The snow didn’t bother Ted, who’d lived in snowy places before. Before retiring he worked at three university libraries in Canada—two in the Maritimes and one in Ontario. At some point he got married; and while a lot had changed in Ted’s life since high school, his love for dancing had not. He and his wife would often go out dancing. “I did it for so long… I just, it was just part of my life,” said Ted.
But that was before his wife went into long-term care with dementia and he slipped on the ice, breaking his left kneecap and his right arm.
Now, Ted can barely remember the last time he danced.
“It’s been several years, I don’t know… Eight? Ten?” said Ted. “I really can’t be sure of the last time my wife and I went dancing.”
Ted moved into Royale Place Retirement Residence in Kingston nearly a year ago. Soon after, he joined the Live It Fit Everyday (LIFE) program, a personalized, 8-12 week physical-activity program run by student occupational therapists and fitness health students.

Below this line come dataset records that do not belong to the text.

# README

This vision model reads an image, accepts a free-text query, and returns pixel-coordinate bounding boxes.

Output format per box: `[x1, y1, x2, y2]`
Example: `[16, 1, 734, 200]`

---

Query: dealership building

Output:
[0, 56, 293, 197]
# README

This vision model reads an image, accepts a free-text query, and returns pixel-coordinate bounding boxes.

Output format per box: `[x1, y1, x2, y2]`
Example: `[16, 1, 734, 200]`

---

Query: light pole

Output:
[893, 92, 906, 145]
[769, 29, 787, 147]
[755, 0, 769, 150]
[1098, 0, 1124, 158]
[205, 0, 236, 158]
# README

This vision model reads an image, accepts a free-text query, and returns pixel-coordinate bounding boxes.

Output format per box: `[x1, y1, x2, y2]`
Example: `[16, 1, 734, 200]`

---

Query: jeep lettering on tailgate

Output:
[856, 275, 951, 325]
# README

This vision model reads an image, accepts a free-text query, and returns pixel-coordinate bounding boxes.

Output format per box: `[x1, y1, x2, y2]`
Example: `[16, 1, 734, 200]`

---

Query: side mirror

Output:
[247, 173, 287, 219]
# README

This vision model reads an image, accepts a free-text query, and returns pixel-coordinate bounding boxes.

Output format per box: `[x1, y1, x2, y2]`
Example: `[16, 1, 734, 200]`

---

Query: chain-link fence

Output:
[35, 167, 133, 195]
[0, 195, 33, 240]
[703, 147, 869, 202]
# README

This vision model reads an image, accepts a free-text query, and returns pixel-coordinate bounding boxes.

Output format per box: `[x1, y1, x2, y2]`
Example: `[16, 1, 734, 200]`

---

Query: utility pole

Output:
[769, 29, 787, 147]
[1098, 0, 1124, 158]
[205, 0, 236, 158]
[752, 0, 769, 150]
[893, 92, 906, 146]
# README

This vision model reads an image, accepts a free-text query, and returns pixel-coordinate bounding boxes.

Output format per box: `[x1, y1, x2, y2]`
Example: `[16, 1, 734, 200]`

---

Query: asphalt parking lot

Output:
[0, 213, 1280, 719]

The program is geared to resident goals and has both group and one-on-one activity sessions. Ted has gone through the program twice and is signed-up for a third.
Ted prefers the one-on-one sessions. “I thought that was great because she stood there and led me through the exercises,” he said. The students also leave him exercises to do on his own, which he does most of the time. Ted said he thinks the one-on-one sessions are a great idea because they encourage people to do their exercises even when the occupational therapist isn’t around.
Since signing-up for the LIFE program, Ted’s mobility has improved. So much so, that he began thinking about dancing again.
Ted’s CD player is in use almost every night. One night, K.D. Lang’s voice filled the room while he read a book, already tucked into bed. It was a slow song, and while Ted lay there, he began to wonder.
“That’s a nice little piece,” he thought. “That’s a danceable piece of music… I wonder if I could...”
Ted put his book down and got up to his walker. He stood and began to move his feet, finding that he could move to the music.
“I thought, wow I can do this! I can move my feet to the music!” said Ted. “I thought, well I wonder if I can dance with somebody, a real person instead of my walker…”
Thushanthi, a student occupational therapist, worked closely with Ted during his second round in the LIFE program. One week into her work with Ted, he wanted to try dancing.
“We practiced dancing to one song, and I remember at the end of the track he was so happy, that he hugged me and said, ‘I can’t believe I did it,’” said Thushanthi. Thushanthi said that she and Ted continued practicing dancing whenever they had a session. She slowly increased the number of songs they danced to, and employees told her Ted often danced on his own with his walker.
For the first time in years, Ted was dancing again.
“Once I got going it just felt so natural,” said Ted. “That’s the only way I can put it, it felt like, well I can almost say it felt like it should have happened. I was so pleased with myself that I could do it, and it just made me feel good all over that I was able to do it after all these years.”
The first weekend after dancing with Thushanthi, Ted got a chance to dance with his two daughters.
“I was as happy as a clam,” said Ted with a laugh. “If clams can be happy.”
Ted has danced with five people since his experience with the LIFE program. Thushanthi and another student working at the time; his two daughters; and Sophie, a friend of Ted’s granddaughter who works at Royale Place.
At the end of their time together, Thushanthi and Ted danced in front of the LIFE group session.
“I remember,” said Thushanthi, “When we were dancing together in front of the residences, I could see the joy in Ted’s face every time I glanced up to look at him.”